Key components in Depletion Reagent B include the following antibodies: CD3, CD19, CD11B, glycophorin A.

Key components in Depletion Reagent C include the following antibodies: CD2, CD3, CD14, CD16, CD19, CD24, CD56, CD61, CD66b, and glycophorin A. The Depletion Reagent C used alone serves as the control group.

3. After incubation, add PBS phosphate-buffered saline (SH30256.01, HyClone) equal to the blood volume to dilute it, mix thoroughly, and incubate for an additional 10 minutes.

4. Take a 50 ml centrifuge tube, add 15 ml of Ficoll (density gradient medium, GE, Cytiva), then layer the incubated and diluted blood sample on top of the Ficoll, let it stand for 5 minutes, and centrifuge at 1000 g for 30 minutes.

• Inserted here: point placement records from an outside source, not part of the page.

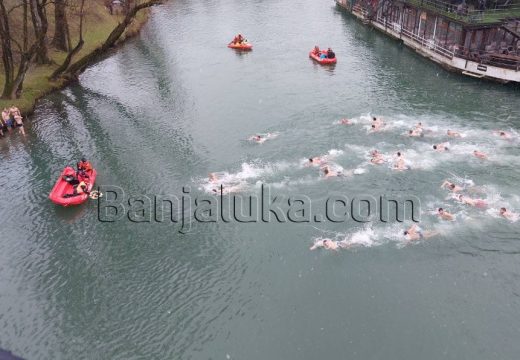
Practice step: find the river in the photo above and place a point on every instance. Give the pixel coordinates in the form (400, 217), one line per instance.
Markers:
(176, 104)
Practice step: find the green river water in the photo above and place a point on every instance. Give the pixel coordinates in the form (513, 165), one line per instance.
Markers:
(175, 104)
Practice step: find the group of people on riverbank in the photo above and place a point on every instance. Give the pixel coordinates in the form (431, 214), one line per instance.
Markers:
(11, 119)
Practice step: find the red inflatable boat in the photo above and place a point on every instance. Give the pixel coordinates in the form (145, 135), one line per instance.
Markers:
(325, 61)
(241, 46)
(64, 187)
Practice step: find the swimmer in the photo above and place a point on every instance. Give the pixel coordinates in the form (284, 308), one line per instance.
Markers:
(503, 135)
(377, 121)
(227, 189)
(213, 178)
(315, 161)
(479, 203)
(415, 132)
(326, 244)
(375, 127)
(444, 215)
(400, 163)
(480, 155)
(377, 157)
(453, 133)
(508, 214)
(415, 233)
(451, 186)
(441, 147)
(257, 138)
(329, 172)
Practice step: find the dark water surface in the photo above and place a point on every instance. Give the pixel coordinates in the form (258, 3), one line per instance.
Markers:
(176, 104)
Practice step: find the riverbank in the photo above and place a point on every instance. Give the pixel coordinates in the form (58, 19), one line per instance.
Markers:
(98, 25)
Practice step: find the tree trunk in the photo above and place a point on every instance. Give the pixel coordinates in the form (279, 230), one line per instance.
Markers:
(7, 52)
(61, 29)
(40, 24)
(25, 60)
(114, 36)
(60, 70)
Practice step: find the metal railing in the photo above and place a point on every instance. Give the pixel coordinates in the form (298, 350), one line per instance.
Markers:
(462, 12)
(482, 57)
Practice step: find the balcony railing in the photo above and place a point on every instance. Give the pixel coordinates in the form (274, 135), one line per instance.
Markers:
(465, 14)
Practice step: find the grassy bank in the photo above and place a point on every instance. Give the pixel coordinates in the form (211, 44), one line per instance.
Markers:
(98, 23)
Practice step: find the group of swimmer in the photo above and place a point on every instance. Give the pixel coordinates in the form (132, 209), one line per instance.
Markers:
(418, 130)
(414, 232)
(330, 169)
(11, 119)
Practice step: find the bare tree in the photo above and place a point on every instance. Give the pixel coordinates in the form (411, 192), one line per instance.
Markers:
(14, 79)
(63, 67)
(111, 40)
(40, 25)
(61, 40)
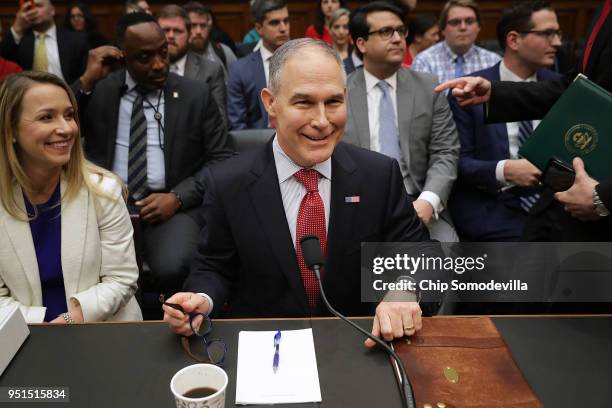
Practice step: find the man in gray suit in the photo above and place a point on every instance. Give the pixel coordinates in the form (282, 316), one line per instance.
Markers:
(175, 22)
(396, 112)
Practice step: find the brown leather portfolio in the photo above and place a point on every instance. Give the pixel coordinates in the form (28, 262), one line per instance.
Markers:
(458, 362)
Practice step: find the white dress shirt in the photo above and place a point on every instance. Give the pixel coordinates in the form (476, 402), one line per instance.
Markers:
(53, 62)
(266, 54)
(156, 170)
(512, 127)
(292, 191)
(178, 67)
(374, 94)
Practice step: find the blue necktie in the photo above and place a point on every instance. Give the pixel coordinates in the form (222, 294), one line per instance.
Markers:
(387, 124)
(459, 67)
(525, 130)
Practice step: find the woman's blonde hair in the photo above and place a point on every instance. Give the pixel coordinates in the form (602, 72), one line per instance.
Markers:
(77, 172)
(336, 15)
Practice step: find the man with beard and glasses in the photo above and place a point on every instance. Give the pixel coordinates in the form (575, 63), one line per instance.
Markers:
(200, 40)
(157, 131)
(174, 21)
(35, 43)
(249, 75)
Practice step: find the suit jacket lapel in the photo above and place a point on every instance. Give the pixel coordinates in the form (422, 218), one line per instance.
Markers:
(65, 53)
(28, 41)
(172, 98)
(266, 198)
(344, 184)
(405, 105)
(358, 100)
(113, 99)
(73, 236)
(260, 82)
(21, 237)
(192, 66)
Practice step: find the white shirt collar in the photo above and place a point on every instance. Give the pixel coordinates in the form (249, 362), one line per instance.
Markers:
(131, 84)
(506, 75)
(51, 32)
(454, 56)
(372, 81)
(286, 168)
(180, 64)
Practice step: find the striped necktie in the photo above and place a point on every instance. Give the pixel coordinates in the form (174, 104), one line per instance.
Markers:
(41, 62)
(311, 220)
(525, 130)
(137, 156)
(387, 124)
(459, 67)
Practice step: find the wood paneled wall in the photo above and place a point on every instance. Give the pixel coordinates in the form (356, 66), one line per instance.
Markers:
(233, 15)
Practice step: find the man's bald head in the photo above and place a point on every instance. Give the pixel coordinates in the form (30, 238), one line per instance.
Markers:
(302, 48)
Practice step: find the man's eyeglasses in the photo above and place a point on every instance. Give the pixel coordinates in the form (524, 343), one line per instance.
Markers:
(204, 351)
(387, 32)
(456, 22)
(550, 34)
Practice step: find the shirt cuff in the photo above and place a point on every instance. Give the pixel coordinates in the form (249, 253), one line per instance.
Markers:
(16, 37)
(210, 303)
(499, 172)
(433, 199)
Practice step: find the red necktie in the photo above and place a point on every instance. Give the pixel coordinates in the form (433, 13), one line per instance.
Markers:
(602, 18)
(311, 221)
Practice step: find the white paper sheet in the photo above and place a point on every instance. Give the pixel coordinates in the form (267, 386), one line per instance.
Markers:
(297, 378)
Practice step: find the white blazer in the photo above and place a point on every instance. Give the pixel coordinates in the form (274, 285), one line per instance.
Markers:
(97, 252)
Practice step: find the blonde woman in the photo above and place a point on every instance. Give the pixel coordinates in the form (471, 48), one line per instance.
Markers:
(338, 28)
(66, 248)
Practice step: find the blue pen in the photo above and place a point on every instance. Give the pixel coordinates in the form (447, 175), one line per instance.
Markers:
(276, 358)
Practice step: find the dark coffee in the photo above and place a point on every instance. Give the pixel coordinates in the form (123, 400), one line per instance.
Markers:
(200, 392)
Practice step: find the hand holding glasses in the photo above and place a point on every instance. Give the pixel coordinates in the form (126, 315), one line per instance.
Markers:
(204, 351)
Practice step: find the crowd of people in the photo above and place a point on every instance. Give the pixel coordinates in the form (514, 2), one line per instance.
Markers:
(385, 154)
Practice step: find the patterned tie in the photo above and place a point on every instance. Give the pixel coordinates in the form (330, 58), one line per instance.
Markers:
(311, 220)
(459, 67)
(525, 130)
(387, 124)
(137, 158)
(40, 63)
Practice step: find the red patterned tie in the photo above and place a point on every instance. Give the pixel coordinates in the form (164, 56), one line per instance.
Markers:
(311, 220)
(589, 46)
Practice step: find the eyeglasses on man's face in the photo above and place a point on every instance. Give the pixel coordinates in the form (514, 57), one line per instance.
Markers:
(387, 32)
(549, 34)
(456, 22)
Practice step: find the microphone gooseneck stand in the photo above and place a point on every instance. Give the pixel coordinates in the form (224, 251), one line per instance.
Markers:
(311, 250)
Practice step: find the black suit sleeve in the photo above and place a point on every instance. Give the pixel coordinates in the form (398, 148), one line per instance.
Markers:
(216, 261)
(216, 148)
(9, 49)
(514, 101)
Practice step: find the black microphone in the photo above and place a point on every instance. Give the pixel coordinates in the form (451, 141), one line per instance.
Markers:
(313, 257)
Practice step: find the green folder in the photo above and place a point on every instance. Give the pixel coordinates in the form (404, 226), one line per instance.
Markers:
(578, 125)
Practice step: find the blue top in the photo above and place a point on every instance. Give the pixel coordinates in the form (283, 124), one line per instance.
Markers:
(47, 236)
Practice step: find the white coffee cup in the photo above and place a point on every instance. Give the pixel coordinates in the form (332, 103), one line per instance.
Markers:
(198, 376)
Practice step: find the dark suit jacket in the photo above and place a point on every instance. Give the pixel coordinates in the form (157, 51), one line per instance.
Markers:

5. After centrifugation, transfer the remaining plasma layer and the enriched cell layer white membrane layer) to a new 50 ml centrifuge tube, then add 3-5 times the volume of PBS phosphate-buffered saline containing 0.04% BSA. Centrifuge at 800 g for 5 minutes at 4° C. to wash.

6. After centrifugation, discard the supernatant and resuspend the cell pellet in 100 μl. Add 1 ml of red blood cell lysis buffer (ACK, CS0001, Beijing Leagene Biotechnology Co., Ltd.) and lyse for 2-3 minutes. Then, add 5 times the volume of PBS phosphate-buffered saline to stop the lysis, and centrifuge at 800 g for 5 minutes at 4° C.

7. After centrifugation, discard the supernatant and resuspend the cell pellet in 50 μl. Perform cell counting, flow cytometry, or single-cell sequencing for identification.

II. Flow Cytometry Identification of Human Hematopoietic Stem Cells and Progenitor Cells (CD34)

1. Take the hematopoietic stem cell suspension enriched in Step I and transfer it into a 15 ml centrifuge tube. Centrifuge at 300 g for 5 minutes. After centrifugation, discard the supernatant, wash once by adding 1 ml of PBS phosphate-buffered saline containing 0.04% BSA. Centrifuge at 300 g for 5 minutes, discard the supernatant, and resuspend the pellet in 60-80 μl of the final volume. Mix well.

2. Take two 1.5 ml EP tubes, add 30 μl of the cell suspension to each tube, serving as the blank control group.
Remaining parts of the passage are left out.